UPA and BGP PIC Edge in Summarized SRv6 Domains
Control-plane scalability is the primary driver of locator and prefix summarization in SRv6 multi-domain networks. In large deployments, each PE advertises its SRv6 locator and service-related prefixes. If every individual prefix were distributed across all domains, the IGP database size, SPF computation load, and FIB state would increase significantly. To limit this growth, domains advertise only summarized locators at their boundaries. External domains maintain reachability only to the summarized prefix, while individual PE locators remain visible only within their local domain.
Figure 84: SRv6 Unreachable Prefix Announcement
We verified correct summarization by confirming that nodes outside the domain installed only the summarized locators in their FIB and successfully resolved them into functional forwarding paths. We then generated end-to-end traffic toward individual PE destinations and confirmed that traffic entered the domain via the summarized locator and reached the intended egress PE through internal routing.
| ABR | PE | Traffic Generator |
|---|---|---|
Ciena 8192, | Arista 7280R4, | Keysight IxNetwork |
Table 57: UPA and BGP PIC Edge in Summarized SRv6 Domains - µSID-Locator Summarization
The limitation of this approach appears when a single egress PE becomes unreachable inside the summarized domain. Since the summary route remains valid, ingress PEs in other domains still see the aggregate locator as reachable. The IGP does not provide any indication that one specific PE behind the summary has failed. As a result, traffic may continue to be forwarded toward the failed egress until another mechanism reacts.
Unreachable Prefix Announcement (UPA), as defined in RFC9929, solves this issue by allowing specific prefixes to be explicitly marked as unreachable in the IGP. This signaling is independent of the summarized locator advertisement. The summary remains installed, but the affected prefixes are identified as unusable.
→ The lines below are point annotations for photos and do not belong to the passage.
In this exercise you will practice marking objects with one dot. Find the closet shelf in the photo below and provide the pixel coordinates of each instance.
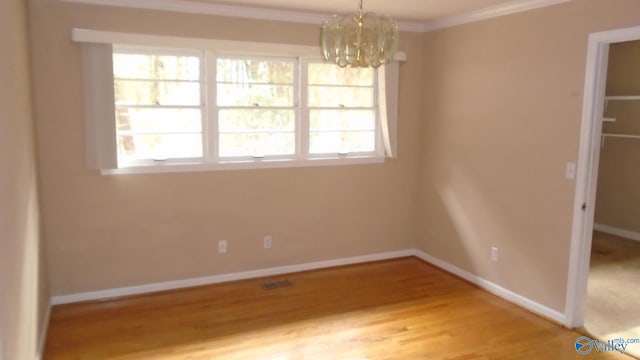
(623, 97)
(625, 136)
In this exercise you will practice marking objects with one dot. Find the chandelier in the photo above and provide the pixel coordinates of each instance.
(359, 40)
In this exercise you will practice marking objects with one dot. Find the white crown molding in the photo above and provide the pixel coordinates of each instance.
(490, 12)
(246, 12)
(317, 18)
Using BGP Prefix Independent Convergence (PIC) Edge, we configured ingress PEs with primary and backup BGP paths toward multiple egress PEs. Under normal operation, the ingress PEs forwarded traffic through the primary egress. We intentionally failed the primary path toward the egress PE, which caused the ABR to generate a UPA indication for the affected prefixes. When the primary egress signaled unreachable prefixes through UPA, the ingress PEs immediately removed those prefixes from their forwarding decision and relied on BGP PIC to redirect traffic to the backup egress without waiting for full BGP reconvergence.
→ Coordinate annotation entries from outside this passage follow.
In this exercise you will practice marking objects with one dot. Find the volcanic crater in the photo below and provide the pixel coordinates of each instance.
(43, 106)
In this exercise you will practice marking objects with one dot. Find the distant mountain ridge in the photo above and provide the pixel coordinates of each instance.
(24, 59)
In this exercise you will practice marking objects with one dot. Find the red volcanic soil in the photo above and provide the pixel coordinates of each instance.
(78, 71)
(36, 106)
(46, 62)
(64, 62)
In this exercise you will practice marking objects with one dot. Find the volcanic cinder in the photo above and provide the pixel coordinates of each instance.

| ABR | Ingress PE | Traffic Generator |
|---|---|---|
| Ericsson RAN Connect 6682 | Cisco 8712-MOD-M, | Keysight IxNetwork |
| HPE MX204 | Cisco 8712-MOD-M, | Keysight IxNetwork |
Table 59: UPA and BGP PIC Edge in Summarized SRv6 Domains - µSID-UPA
| PE |
|---|
Cisco 8712-MOD-M, |
Table 58: UPA and BGP PIC Edge in Summarized SRv6 Domains - µSID-BGP PIC Edge
During testing, we encountered an interoperability issue with some implementations. According to Section 3.2 of the RFC, IS-IS may advertise a prefix with a metric higher than 0xFE000000 for various reasons. Although IS-IS defines how to treat such high metrics, the standard introduces an explicit signaling mechanism to distinguish a true Unreachable Prefix Announcement (UPA) from other cases where a high metric is used. For this purpose, two new bits were defined in the IPv4/IPv6 Extended Reachability Attribute Flags, including the U-Flag (Bit 5), which indicates that the prefix is unreachable.
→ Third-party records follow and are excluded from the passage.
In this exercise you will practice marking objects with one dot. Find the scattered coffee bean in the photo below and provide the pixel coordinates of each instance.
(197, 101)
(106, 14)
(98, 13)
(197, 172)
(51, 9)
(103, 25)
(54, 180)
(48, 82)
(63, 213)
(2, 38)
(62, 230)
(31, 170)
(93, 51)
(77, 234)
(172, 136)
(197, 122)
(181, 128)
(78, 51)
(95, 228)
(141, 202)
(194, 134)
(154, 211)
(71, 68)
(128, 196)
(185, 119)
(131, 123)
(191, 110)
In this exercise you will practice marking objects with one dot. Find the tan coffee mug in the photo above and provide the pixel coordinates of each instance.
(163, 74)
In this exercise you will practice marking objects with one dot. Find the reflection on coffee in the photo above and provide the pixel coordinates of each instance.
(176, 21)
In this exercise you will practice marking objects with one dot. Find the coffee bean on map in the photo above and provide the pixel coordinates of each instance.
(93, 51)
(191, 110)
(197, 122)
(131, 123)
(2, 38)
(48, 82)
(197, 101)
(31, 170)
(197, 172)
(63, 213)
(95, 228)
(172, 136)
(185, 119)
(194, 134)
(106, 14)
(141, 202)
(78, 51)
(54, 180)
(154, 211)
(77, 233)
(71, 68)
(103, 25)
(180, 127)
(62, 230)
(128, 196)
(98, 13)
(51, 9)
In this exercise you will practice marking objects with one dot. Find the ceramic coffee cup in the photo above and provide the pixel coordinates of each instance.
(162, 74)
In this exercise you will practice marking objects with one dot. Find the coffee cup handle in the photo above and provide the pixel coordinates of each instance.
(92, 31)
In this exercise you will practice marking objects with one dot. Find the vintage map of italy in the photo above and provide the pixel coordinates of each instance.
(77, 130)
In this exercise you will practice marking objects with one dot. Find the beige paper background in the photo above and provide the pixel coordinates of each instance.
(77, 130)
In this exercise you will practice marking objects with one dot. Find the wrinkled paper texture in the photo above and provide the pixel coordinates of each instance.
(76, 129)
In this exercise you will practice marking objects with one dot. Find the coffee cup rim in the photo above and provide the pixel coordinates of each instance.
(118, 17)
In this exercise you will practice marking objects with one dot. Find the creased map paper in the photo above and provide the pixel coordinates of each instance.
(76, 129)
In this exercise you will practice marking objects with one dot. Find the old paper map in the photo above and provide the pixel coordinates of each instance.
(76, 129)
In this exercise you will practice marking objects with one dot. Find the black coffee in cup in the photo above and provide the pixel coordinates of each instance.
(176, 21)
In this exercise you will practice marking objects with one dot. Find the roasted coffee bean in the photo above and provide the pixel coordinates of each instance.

In these implementations, the ABR generated an advertisement with a very high metric but did not set the U-Flag to explicitly indicate an unreachable prefix (non-compliant with RFC 9929). Because the ingress PEs relied on the presence of the defined flag to recognize a UPA condition, they did not interpret the high-metric advertisement as an unreachable signal. As a result, the ingress PEs did not trigger the expected BGP PIC Edge reaction, and traffic continued to follow the primary path despite the ABR’s attempt to signal a loss of reachability.
However, the ingress node's behavior remains compliant with the RFC. The specification states that the handling of UPA signals by the receiving node is optional and outside the scope of the document. Therefore, an implementation that responds only to explicit UPA signaling—specifically when the U-Flag is set—remains within the scope of the standard. In the absence of the U-Flag, a high-metric advertisement alone does not necessarily indicate an unreachable prefix and, as a result, may not activate mechanisms such as BGP PIC Edge.